The Truth About Halloween

When it comes to scary fun, Halloween just might be the most wonderful time of the year. After all, when else can you dress up in goofy costumes, dance out into the brisk autumn air, and get free candy from the neighbors?

While Halloween is an important marker in our yearly rounds, most of us don't take it too seriously. Some people believe it's really for the kiddies and many adults delight in celebrating with fun decorations, a masquerade party or two, or hosting a creepy haunted house. And then we have those people who incorporate the macabre into their everyday life, for example Ozzy Ozbourne. Believe it or not, you can order bank checks decorated with creepy spiders, witches and bats. Yes really! Not the greatest idea for your business checks, unless of course you run a costume supply store or happen to be Ozzy's CPA.

There are those Puritans among us, of course, who completely miss the point. They denounce Halloween as a dastardly remnant of paganism, encouraging a fascination with death and even demon worship. Ironically, they're dead wrong. It might surprise you (and it would certainly surprise them!) to learn that Halloween is actually a traditional Christian holiday. Although that's not to say that it doesn't have its pagan roots...

Before Christianity took hold in the British Isles, the ancient Celts held a year-end harvest holiday call Samhain, in which they stored up food for winter, danced around a bonfire, and feasted heartily. The idea was to celebrate a bountiful year, and symbolically spit in the eye of the winter season bearing down upon them.

Two other fall festivals, the Roman holidays of Feralia and Pomona's Day, also contributed to modern Halloween. Feralia was a Roman holiday intended for mourning and remembering the dead, while Pomona's Day was a harvest festival honoring the goddess of fruits and trees. Does bobbing for apples make more sense now?

You've probably never heard of either Feralia and Pomona's Day, because in the 800s Christian authorities successfully merged those holidays with Samhain in an attempt to replace all three. The new blended holiday was called All Saints Day, and was set aside for honoring saints and martyrs. The official feast day was November 1, though people usually began observances at sunset on the previous night, All Saints Eve. Some dressed as Christian saints to frighten any evil spirits that might be lurking about, and then haunted their neighbors, begging for food.

Later, the Church established All Souls Day on November 2, for all those people who weren't saints or martyrs, and revelers went door-to-door asking for little buns called "soul cakes" to commemorate the dead of those households. By 1500 AD, the holidays were celebrated together as Hallow-Tide, which began on All Hallows Eve, October 31. After a few centuries, "All Hallow's Eve" was worn down by common usage to "Halloween."

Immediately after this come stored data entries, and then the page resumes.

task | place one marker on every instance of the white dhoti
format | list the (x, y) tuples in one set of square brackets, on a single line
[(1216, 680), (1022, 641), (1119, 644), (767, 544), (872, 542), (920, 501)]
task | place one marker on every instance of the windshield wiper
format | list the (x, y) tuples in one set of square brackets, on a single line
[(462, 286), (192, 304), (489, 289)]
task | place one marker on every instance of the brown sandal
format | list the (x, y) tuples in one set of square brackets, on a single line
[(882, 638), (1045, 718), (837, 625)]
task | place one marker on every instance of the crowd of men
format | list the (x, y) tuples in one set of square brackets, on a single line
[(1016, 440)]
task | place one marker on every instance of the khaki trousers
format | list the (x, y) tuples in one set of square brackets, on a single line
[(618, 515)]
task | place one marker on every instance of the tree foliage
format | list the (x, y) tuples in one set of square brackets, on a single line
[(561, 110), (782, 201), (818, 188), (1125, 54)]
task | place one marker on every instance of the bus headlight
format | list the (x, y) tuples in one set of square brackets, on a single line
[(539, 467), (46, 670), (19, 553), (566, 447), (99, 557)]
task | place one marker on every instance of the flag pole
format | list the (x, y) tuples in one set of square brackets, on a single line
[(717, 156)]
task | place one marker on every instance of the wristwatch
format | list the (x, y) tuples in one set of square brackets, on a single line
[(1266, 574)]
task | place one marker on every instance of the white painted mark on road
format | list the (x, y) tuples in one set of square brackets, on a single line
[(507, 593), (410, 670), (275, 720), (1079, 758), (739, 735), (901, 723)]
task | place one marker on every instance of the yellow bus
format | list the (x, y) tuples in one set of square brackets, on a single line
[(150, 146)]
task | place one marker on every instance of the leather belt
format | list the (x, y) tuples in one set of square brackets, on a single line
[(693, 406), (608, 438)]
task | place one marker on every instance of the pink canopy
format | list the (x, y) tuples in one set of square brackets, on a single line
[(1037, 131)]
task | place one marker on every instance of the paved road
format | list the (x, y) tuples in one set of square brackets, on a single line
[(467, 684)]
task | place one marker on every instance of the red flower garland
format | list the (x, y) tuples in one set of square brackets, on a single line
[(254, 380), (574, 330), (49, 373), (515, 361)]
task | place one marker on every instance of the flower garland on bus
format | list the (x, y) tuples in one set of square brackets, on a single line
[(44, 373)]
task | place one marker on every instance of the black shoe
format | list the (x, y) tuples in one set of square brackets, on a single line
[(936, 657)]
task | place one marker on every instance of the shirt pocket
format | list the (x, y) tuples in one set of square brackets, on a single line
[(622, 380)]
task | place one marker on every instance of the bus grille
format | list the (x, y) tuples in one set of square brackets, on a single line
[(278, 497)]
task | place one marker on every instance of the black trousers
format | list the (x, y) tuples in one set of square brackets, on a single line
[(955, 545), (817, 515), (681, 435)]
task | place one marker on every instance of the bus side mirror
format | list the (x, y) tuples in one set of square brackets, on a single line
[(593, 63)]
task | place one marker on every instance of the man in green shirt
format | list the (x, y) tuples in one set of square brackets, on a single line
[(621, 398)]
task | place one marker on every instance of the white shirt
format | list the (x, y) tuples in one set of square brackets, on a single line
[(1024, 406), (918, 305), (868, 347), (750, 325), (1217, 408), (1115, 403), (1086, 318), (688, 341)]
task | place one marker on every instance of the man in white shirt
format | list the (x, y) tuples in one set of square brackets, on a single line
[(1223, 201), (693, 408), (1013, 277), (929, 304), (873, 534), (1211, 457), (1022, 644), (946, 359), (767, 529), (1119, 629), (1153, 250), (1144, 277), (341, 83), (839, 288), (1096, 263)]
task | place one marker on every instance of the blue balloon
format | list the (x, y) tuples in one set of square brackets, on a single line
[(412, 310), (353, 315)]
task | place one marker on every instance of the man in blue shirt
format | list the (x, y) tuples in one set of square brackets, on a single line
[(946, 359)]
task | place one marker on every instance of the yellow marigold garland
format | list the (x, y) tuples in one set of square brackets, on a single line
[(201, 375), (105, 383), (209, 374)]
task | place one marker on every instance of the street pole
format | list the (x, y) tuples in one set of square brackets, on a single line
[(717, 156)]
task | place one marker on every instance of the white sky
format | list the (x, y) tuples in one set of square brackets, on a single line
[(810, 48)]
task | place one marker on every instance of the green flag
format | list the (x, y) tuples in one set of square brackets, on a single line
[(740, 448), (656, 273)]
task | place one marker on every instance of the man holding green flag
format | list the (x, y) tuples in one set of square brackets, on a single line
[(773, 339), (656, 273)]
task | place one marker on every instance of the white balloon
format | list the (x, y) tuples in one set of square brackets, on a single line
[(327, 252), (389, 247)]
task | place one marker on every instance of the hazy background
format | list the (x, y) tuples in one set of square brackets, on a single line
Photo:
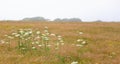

So despite the rhetoric, Halloween is in fact a holy holiday. Sure, it has its ancient, pre-Christian roots; most holidays to. And if some of those roots are associated with mourning, well, others are associated with hope, renewal, love of life, and good fun. Maybe you didn't know that intellectually when you ordered that Nightmare Before Christmas checkbook cover with Jack Skellington on it -- but you knew it in your heart, didn't you?